Page 44 of Reckless Sinner

Although my mental life crisis was in full swing, I knew that I would have to wait to sort it all out. I had to get out of here. I wasn’t going to be cowed and keep playing his game.

Which was why I was now trying to take the screens off my bedroom window.

Not having screens on your window was just begging for bugs to come in and make your life a living hell, especially during the summer. This was an older house, of course, but Dad had screens installed years ago. We’d had them on the house as long as I could remember.

They were held in place by little screws that dug into the original wooden window frame. If I could get these screws undone, I could pop open the screen and climb out. But I didn’t have any tools.

I searched my room, trying to be as quiet as possible about it. I needed my father to think I was just curled up in a ball of abject misery on the bed. He couldn’t know I had any kind of plan.

My desk drawers yielded nothing helpful. I tried using a pen and a pencil but neither could turn the screws. I needed something to imitate the flat head of a screwdriver.

I searched my closet. Maybe there was something forgotten in here, thrown in for storage long ago and then abandoned?

Nothing.

My breathing came in deep and fast and I had to work to hold it and let it out slowly. I couldn’t afford to panic. I just couldn’t.

Several of my fancy little purses hung from the hooks on the inside door of my closet. Maybe there was something in them I could use?

I opened them up. Usually I took everything from one purse and moved the contents into whichever handbag I was using that day, but just maybe I might’ve left something behind that I didn’t need. One of the purses, my small black one, had a few coins in it, spare change.

Oh, oh that could work!

I took a penny—too wide. But a dime?

It fit.

With my heart hammering loudly in my throat, I gently inserted the dime into the slots of the screw and pressed down, turning it. The screw didn’t move easily at first, not after years of being stuck in the same spot, but eventually I got it to turn. I wanted to burst into tears with relief, but I forced myself to swallow them down. I could cry when I was out of here.

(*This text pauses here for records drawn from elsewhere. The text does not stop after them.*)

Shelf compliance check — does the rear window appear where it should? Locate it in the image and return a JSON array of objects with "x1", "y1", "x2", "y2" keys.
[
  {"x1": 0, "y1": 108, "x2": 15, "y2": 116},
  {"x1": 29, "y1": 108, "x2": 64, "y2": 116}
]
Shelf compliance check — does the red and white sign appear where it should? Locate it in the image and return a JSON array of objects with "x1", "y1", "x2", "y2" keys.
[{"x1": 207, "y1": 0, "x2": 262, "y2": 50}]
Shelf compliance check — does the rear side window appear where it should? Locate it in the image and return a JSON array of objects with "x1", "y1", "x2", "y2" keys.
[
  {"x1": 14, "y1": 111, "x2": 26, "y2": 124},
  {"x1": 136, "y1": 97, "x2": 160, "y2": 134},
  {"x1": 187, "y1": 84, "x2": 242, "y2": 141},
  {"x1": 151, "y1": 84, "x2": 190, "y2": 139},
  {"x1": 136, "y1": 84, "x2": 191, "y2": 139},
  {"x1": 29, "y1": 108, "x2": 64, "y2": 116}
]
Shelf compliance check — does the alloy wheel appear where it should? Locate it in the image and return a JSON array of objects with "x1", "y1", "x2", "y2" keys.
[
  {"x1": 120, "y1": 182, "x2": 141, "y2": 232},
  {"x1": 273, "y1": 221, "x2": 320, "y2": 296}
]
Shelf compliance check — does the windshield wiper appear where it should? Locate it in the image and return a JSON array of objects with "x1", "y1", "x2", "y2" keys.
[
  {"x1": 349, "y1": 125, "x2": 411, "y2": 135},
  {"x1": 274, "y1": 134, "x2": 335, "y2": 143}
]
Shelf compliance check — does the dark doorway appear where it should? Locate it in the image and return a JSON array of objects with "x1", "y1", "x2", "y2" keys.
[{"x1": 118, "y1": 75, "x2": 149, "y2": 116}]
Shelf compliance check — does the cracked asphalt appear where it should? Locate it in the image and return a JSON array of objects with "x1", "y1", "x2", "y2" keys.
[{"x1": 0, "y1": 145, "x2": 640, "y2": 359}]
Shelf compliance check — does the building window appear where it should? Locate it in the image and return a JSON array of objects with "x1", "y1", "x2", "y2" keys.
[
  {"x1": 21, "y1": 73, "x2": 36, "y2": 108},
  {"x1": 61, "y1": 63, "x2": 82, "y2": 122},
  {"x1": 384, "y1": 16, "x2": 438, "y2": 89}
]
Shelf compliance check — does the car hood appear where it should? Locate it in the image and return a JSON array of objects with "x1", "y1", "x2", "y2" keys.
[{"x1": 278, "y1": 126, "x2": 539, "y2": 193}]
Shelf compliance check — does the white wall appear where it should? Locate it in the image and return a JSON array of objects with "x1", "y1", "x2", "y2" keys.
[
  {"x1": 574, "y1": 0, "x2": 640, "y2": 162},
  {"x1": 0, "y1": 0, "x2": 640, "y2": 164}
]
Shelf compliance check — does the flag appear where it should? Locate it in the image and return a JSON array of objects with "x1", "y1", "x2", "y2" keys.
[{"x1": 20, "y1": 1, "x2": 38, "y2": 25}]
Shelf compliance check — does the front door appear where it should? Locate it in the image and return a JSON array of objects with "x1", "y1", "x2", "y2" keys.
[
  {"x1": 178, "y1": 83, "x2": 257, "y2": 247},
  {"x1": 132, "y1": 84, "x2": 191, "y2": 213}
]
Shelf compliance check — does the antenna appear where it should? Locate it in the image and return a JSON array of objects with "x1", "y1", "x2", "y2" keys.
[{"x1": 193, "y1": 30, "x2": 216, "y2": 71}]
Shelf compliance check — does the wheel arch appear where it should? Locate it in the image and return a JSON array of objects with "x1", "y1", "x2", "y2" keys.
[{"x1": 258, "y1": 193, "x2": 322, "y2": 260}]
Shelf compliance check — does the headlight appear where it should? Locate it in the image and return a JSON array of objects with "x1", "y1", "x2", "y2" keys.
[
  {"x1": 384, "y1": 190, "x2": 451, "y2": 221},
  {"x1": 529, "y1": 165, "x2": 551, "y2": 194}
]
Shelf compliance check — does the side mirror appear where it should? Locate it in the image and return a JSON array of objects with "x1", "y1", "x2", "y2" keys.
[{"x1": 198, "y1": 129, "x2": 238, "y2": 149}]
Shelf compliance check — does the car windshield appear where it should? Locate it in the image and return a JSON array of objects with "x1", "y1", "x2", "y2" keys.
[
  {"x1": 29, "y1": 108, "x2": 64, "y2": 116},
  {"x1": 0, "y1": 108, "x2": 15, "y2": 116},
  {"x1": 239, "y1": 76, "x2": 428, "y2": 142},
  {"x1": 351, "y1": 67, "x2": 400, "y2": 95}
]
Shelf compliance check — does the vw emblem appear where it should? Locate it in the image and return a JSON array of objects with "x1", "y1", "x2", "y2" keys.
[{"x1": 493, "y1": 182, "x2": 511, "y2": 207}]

I started with the bottom screws and worked my way up so that the top part of the screen wouldn’t fall over on me while I was working on the lower part. My fingers were bloody by the end of it as I worked to twist the screws out, tugging and twisting and yanking, the metal biting into the soft parts right underneath my fingernails.

But at last, the screen popped free.

I caught it, staggered back and carefully laid it down on the bed. Now I just had to climb down. I’d never even really thought about something like this before. Why would I ever want to sneak out of my room? But now, I was wishing I had a convenient tree limb or something just right outside the window that I could climb onto.

I looked around my room. Was there anything I wanted to take with me? Any keepsake?

Of all absurd things, the songDiamonds are a Girl’s Best Friendpopped into my head. It was annoying that people would use that song to show how airheaded and materialistic women were, when the whole point of the song was that back in the day when women weren’t in control of their own finances, if a man abandoned them they had to resort to selling jewelry in order to support themselves.

Jewelry.Jewelry. Oh, I had plenty of that. It was my father’s favorite way of gifting me things, since he wanted me to look elegant and rich when we went to parties. If I was wearing Cartier and sporting a new dress, then you could bet my father was doing well, which meant that the firm was doing well.

I went to my dresser. On top of it was a large, beautiful, elegant dark wooden jewelry box. It opened up to reveal rows and rows for holding jewelry, with doors on the sides for the necklaces to hang, and a mirror on the underside of the top so that when you flipped the box open you could look at yourself. It was all lined in burgundy velvet, and I could still remember feeling like such a grown-up adult when my father had gifted it to me for my tenth birthday.

I teared up a little as I realized I wouldn’t be able to take the box with me. It was so stupid, such a silly thing, but it was a really beautiful object and I did love it. Maybe it was a sign of what a soft, spoiled life I’d led. I didn’t know. But either way, I couldn’t climb down the house with only one arm, so I’d have to leave it behind.

One of my purses—one that I used for things like going out shopping rather than attending a party—had a long strap that I could wear cross-ways over my shoulder and across my chest, leaving me hands-free for climbing. I stuffed all of my jewelry into it, wincing at the jumble the necklaces were turning into. That was going to be a mess to untangle later.

Was there anything else…?

Well, there were things I wanted to take. Favorite shoes and dresses. A few books I really enjoyed. But nothing that I could really stuff into my purse. None of my legal paperwork was in my room, that was all in my father’s office. Fuck. I had really let him control my entire life. I felt like such a childish idiot.

Just the jewelry it was, then.

I changed into my most practical clothes—a pair of high-waisted jeans and a blouse, with some sensible flats—and looked around the room one last time, committing it to memory. I had lived in this room my entire life. It was the only home I’d ever known. Even if it wasn’t really home anymore. It made my chest tight to think I was saying goodbye.

Then I hoisted myself out the window.

The climb down was… tricky. The first part, actually getting out, went well enough. How to get from my narrow window ledge down to the ground without being seen or breaking a leg, on the other hand, was not going so well.